そしたら私たちの話を聞いてたらしい加瀬くんがズカズカと歩いてきて、後ろからばしーんと一発冨永くんのアタマをはたいたのだ。
「うるせー! 勝手なことゆーな。オレはまだ友達やめてねえ!」
ガッコンて椅子を引いて、ドカッと座る。
冨永くんを一睨みしてから、加瀬くんはくるりと私のほうへ身体を向けた。

「・・小宮山、今日一緒に帰ろ?」

甘酸っぱい恋の雰囲気とドンヨリした不安とを同時に漂わせたような、複雑な空気をまとった加瀬くんが私を誘う。

「今日は栞とナナ部活ないんだよね。だからーーー」
「ダメ! オマエ、オレに誘われたらどーすんだった?」
「ああそっか。そだね・・えと、ウン。わかった、一緒に帰る」
坂川でした約束を思い出して頷く私に、加瀬くんの顔が嬉しそうにトロリと崩れた。
「ヨカッタ。

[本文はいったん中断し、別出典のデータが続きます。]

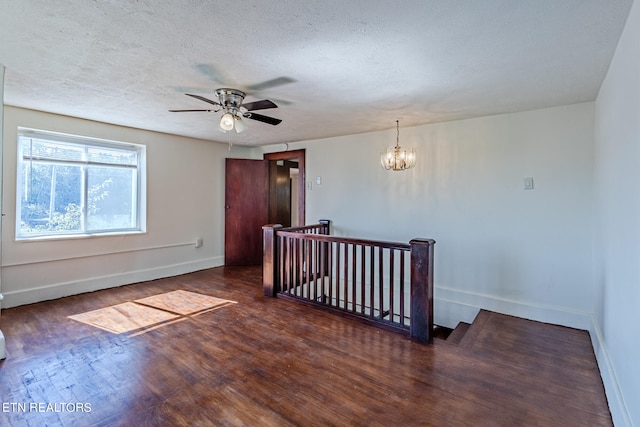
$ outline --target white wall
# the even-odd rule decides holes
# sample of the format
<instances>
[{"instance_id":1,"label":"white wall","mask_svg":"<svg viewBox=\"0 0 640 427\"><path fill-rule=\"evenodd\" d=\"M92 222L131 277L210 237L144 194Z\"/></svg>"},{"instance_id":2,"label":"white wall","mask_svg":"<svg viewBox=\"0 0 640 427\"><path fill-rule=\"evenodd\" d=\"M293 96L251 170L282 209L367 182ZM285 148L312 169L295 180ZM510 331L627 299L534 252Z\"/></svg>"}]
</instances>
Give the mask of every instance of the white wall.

じゃあオレと帰ろ」

そのやりとりを隣で見てた冨永くんが目を丸くした。
「なに今の!」
ポカーンてしたまま、私と加瀬くんとを交互に目で追う。
「小宮山、オマエ加瀬に弱味でも握られてんの!? 今の何かの脅し!?」

「ちげーよ、そーゆう約束なの!」
加瀬くんが口を尖らせる。
「約束う?? イミわからん」
「いんだよ、オレらのことは! ほっとけよ」
冨永くんをジロリと睨んでから「あっそうだ」って加瀬くんがグミの袋を取り出した。